Most people are familiar with the disorder called ADD (attention-deficit disorder) or ADHD (attention-deficit/hyperactivity disorder).
We've witnessed children who seem to have an overabundance of energy, difficulty stopping themselves from interrupting conversations, staying focused or keeping their impulses from affecting everyone around them.
Schools often provide resources for parents whose children suffer from the inattentive or hyperactive/compulsive components of this disorder. There are even support groups and specialized counselors that help caregivers cope and learn new strategies to help them and their children.
The causes of ADHD are unknown, but researchers believe that there are differences in the brain structure of those with true ADHD. Mothers who smoke, use alcohol or drugs while pregnant also may have children with signs of ADHD. Exposure to lead can cause some symptoms as well. Certain parts of the brain may not develop as quickly for those with the disorder, and this may be why many children with ADHD eventually grow out of it.
However, 60 percent of those who suffer from ADHD symptoms as children carry them throughout their adult lives. Those symptoms include the following and more: difficulty organizing tasks or following sequential directions, completing work within time frames or remembering appointments. The list of how it affects the lives of adults is even longer. Take a look at this picture.
Adults with ADHD often face these challenges:
• Anxiety -- They may feel "keyed up" or easily stressed much of the time.
• Low self-esteem -- Things that seem simple for others are more difficult for them, or they may struggle with a sense of failure or frustration over not achieving personal goals.
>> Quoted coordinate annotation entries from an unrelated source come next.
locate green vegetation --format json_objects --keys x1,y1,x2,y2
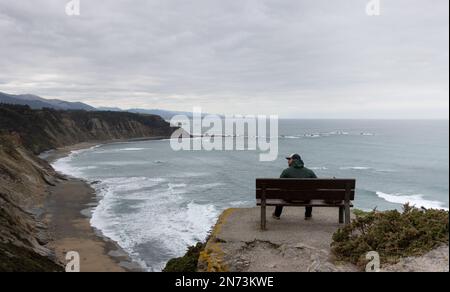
[
  {"x1": 163, "y1": 242, "x2": 205, "y2": 273},
  {"x1": 331, "y1": 205, "x2": 449, "y2": 266}
]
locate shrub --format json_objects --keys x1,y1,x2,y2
[
  {"x1": 163, "y1": 243, "x2": 205, "y2": 273},
  {"x1": 331, "y1": 205, "x2": 449, "y2": 266}
]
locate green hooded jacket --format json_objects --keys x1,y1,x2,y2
[{"x1": 280, "y1": 160, "x2": 317, "y2": 178}]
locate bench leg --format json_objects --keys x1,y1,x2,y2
[
  {"x1": 345, "y1": 202, "x2": 351, "y2": 225},
  {"x1": 261, "y1": 200, "x2": 266, "y2": 230},
  {"x1": 339, "y1": 207, "x2": 345, "y2": 224}
]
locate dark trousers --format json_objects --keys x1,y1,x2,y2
[{"x1": 274, "y1": 206, "x2": 312, "y2": 218}]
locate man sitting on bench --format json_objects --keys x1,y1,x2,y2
[{"x1": 272, "y1": 154, "x2": 317, "y2": 220}]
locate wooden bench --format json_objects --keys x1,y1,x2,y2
[{"x1": 256, "y1": 179, "x2": 356, "y2": 230}]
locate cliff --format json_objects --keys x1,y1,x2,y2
[
  {"x1": 195, "y1": 206, "x2": 449, "y2": 272},
  {"x1": 0, "y1": 104, "x2": 173, "y2": 271},
  {"x1": 0, "y1": 105, "x2": 173, "y2": 154}
]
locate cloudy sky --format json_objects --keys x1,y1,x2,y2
[{"x1": 0, "y1": 0, "x2": 449, "y2": 119}]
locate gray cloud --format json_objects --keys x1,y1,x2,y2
[{"x1": 0, "y1": 0, "x2": 449, "y2": 118}]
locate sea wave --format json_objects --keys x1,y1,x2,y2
[
  {"x1": 339, "y1": 166, "x2": 373, "y2": 170},
  {"x1": 91, "y1": 177, "x2": 219, "y2": 271},
  {"x1": 376, "y1": 192, "x2": 448, "y2": 210}
]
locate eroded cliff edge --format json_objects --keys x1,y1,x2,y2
[{"x1": 0, "y1": 104, "x2": 174, "y2": 271}]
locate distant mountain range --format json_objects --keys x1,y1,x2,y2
[
  {"x1": 0, "y1": 92, "x2": 96, "y2": 111},
  {"x1": 0, "y1": 92, "x2": 198, "y2": 120}
]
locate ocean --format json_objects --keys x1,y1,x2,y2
[{"x1": 53, "y1": 120, "x2": 449, "y2": 271}]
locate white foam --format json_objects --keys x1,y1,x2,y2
[
  {"x1": 377, "y1": 192, "x2": 448, "y2": 210},
  {"x1": 117, "y1": 148, "x2": 150, "y2": 151},
  {"x1": 91, "y1": 177, "x2": 218, "y2": 271},
  {"x1": 339, "y1": 166, "x2": 372, "y2": 170}
]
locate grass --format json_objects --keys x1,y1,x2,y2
[
  {"x1": 331, "y1": 205, "x2": 449, "y2": 267},
  {"x1": 163, "y1": 242, "x2": 205, "y2": 273}
]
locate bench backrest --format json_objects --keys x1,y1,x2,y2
[{"x1": 256, "y1": 178, "x2": 356, "y2": 201}]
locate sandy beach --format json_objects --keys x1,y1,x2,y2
[{"x1": 44, "y1": 143, "x2": 141, "y2": 272}]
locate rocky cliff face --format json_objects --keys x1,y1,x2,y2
[
  {"x1": 0, "y1": 105, "x2": 173, "y2": 271},
  {"x1": 0, "y1": 105, "x2": 173, "y2": 154}
]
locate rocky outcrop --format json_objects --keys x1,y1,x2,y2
[
  {"x1": 0, "y1": 105, "x2": 173, "y2": 271},
  {"x1": 198, "y1": 208, "x2": 357, "y2": 272},
  {"x1": 198, "y1": 208, "x2": 449, "y2": 272},
  {"x1": 0, "y1": 104, "x2": 173, "y2": 154}
]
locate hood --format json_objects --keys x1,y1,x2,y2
[{"x1": 291, "y1": 159, "x2": 305, "y2": 168}]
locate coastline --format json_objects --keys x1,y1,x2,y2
[{"x1": 41, "y1": 138, "x2": 145, "y2": 272}]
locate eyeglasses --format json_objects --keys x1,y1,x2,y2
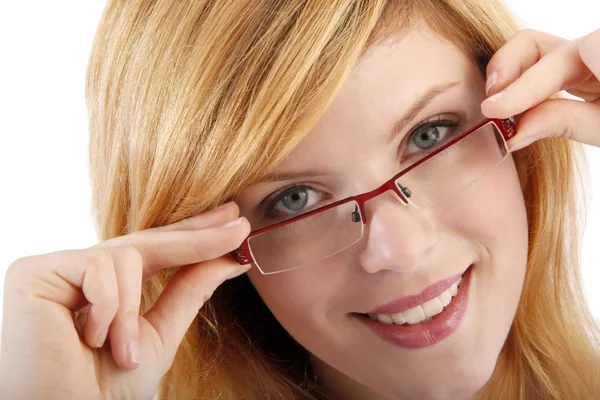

• Employment problems -- They may find it difficult to control anger on the job or have difficulty meeting deadlines or being on time.
• Difficulty controlling anger -- This can lead to regrettable statements and behavior that cause interpersonal problems.
• Impulsiveness -- They may find yourself acting before thinking, then reaping the consequences later.
• Substance abuse or addiction -- Many people who experiment with drugs do so impulsively; others find that substances seem to provide an avenue for self-medicating due to the perception that they may help them with mood and focus.
• Poor organization skills -- Keeping their area clean or planning ahead can be a major struggle.
• Procrastination -- Putting things off seems to help with anxiety in the present but, in the end, only causes the anxiety to linger or deepen.
• Low frustration tolerance -- This is the feeling of overload or extreme irritability when things don't go as planned, something doesn't work as it should or a general goal is blocked.
• Chronic boredom -- This also may feel like emptiness or restlessness.
• Difficulty concentrating when reading -- Some people with adult ADHD have difficulty even reading a book from cover to cover.
• Depression and mood swings -- Bouts of sadness may overtake without warning, and others may notice swift changes in mood before they do.
• Relationship issues -- This may occur if promises or dates are forgotten or unintentional distancing behavior occurs that puts a strain on your love relationships.
There is always hope for adults who struggle with this disorder. Get appropriate testing if you feel you have the signs. Medications can be prescribed by your doctor; natural supplements and certain foods may help; and strategiescan be learned by talking with a counselor or coach.